L’extralberghiero chiede misure urgenti a governo, regione e comune di Milano

Si susseguono gli appelli delle aziende di turismo, inteso nel senso più ampio del termine, rivolti alle istituzioni, affinchè si possa superare l’emergenza in cui è piombato il Paese. Questa volta l’appello è del turismo extralberghiero. Sweetguest, Altido, Italianway, Wonderful Italy hanno firmato un documento con il quale chiedono al governo alla Lombardia e al comune di Milano di prevedere misure urgenti per contrastare il crollo dei flussi turistici in Italia.

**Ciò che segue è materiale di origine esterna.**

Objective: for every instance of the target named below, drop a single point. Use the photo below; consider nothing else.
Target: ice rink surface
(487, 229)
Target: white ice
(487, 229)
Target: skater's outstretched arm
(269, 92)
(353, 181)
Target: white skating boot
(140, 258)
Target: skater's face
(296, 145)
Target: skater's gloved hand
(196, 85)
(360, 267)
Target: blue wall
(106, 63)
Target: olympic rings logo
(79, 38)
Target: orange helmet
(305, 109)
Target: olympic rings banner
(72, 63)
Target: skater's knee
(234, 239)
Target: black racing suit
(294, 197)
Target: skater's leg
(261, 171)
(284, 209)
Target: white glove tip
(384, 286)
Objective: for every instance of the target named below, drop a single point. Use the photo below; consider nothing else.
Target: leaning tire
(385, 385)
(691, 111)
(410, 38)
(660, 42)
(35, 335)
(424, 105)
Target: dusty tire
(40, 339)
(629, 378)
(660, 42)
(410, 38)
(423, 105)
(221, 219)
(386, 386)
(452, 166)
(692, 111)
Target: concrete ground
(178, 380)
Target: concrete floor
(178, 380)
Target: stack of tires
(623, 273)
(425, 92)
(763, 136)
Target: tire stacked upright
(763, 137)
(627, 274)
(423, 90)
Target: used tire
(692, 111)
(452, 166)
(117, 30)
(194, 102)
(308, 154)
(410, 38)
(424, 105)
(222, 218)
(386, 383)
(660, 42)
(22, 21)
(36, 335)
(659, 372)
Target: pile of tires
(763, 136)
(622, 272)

«La settimana che abbiamo vissuto è stata un incredibile viaggio di emozioni, individuali e collettive. La confusione iniziale per i primi contagi in Lombardia e a Milano ha poi fatto largo al panico in molti casi, con le immagini di lunghe code alle casse e scaffali vuoti nei supermercati. Da lì, la città di Milano, e con lei il Paese di cui è locomotiva economica da anni, è sembrata bloccarsi. Primi settori fra tutti a esser colpiti da questa ondata di racconto negativo ed emergenziale sono stati, come era naturale aspettarsi, l’ospitalità e la ristorazione. La nostra cucina e la nostra accoglienza, messe alle corde da una comunicazione talvolta sproporzionata e troppo allarmistica.

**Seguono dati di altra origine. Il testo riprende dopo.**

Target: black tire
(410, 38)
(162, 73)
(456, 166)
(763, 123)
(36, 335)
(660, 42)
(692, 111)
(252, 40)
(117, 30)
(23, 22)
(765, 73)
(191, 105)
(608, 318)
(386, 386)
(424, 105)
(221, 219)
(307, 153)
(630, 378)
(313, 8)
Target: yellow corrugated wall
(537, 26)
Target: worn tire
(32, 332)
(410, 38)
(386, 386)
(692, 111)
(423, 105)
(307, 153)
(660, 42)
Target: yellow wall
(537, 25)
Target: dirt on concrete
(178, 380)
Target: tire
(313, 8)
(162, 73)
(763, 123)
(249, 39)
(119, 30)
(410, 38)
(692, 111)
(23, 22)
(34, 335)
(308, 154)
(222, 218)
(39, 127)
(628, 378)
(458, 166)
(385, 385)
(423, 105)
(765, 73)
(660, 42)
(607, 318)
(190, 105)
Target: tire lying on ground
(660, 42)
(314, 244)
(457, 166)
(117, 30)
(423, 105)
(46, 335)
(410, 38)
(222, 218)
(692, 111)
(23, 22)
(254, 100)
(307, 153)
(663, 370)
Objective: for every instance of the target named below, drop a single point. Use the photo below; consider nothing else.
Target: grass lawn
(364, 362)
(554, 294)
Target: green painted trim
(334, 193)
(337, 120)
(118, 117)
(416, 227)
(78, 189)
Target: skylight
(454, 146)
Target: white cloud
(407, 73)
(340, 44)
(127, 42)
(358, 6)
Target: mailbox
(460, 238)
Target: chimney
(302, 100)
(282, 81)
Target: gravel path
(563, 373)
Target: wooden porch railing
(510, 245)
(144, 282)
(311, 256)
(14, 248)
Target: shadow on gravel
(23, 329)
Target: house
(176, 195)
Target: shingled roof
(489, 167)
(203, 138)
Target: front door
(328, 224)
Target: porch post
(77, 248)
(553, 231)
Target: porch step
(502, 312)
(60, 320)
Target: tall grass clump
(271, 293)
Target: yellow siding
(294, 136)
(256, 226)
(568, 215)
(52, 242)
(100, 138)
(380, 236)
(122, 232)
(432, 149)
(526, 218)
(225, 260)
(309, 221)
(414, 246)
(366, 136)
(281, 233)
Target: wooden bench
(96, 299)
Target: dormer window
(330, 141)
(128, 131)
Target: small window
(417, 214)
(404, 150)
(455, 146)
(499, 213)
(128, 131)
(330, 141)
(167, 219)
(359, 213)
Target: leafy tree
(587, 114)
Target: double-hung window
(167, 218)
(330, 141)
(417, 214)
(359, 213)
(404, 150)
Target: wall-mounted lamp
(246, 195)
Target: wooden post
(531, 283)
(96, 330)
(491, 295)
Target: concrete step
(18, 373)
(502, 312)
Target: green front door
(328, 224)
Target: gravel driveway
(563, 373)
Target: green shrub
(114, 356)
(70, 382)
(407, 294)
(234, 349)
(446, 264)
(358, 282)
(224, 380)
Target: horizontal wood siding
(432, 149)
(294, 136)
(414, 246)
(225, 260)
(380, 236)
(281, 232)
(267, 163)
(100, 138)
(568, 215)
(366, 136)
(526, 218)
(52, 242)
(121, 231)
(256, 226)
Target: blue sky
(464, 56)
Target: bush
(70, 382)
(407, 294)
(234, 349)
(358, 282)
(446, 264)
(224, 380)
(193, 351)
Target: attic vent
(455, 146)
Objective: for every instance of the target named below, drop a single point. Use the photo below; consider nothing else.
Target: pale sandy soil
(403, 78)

Come accoglienza extra alberghiera, nelle sue tante forme di modelli di business che si sono create nel corso degli ultimi anni, abbiamo ogni giorno un impatto sulla vita economica, culturale e sociale dei quartieri, delle città e dei territori dove i nostri ospiti dormono, mangiano, visitano e si spostano. 

Le aziende che scrivono, in larga parte startup innovative che hanno saputo nel corso del tempo raccogliere la fiducia di investitori e capitali, cosa non scontata nel nostro Paese, danno lavoro a oltre 1000 persone, tra dipendenti diretti e indotto, e arrivano a generare un giro d’affari che nel 2019 ha raggiunto i 45 milioni di euro. Il tutto costruito in meno di cinque anni.

Chiediamo quindi al sindaco di Milano, alla regione e al governo, soprattutto, di prevedere urgentemente misure a supporto e sostegno dell’intero comparto turistico: un visitatore – per piacere o per lavoro – è un valore culturale, sociale ed economico per il territorio, non solo per il proprietario o gestore delle mura in cui passerà la notte. 

L’Italia deve ripartire subito, e unire alle giuste misure precauzionali e di limitazione del contagio, che anche noi seguiamo con attenzione, un’inversione di tendenza rispetto alla comunicazione laddove questa abbia avuto toni eccessivi, mostrando l’ltalia per quello che è: un Paese forte, avanzato e sicuro che fa del turismo e dell’ospitalità l’ossatura della propria immagine nel mondo e di una parte importante della propria economia».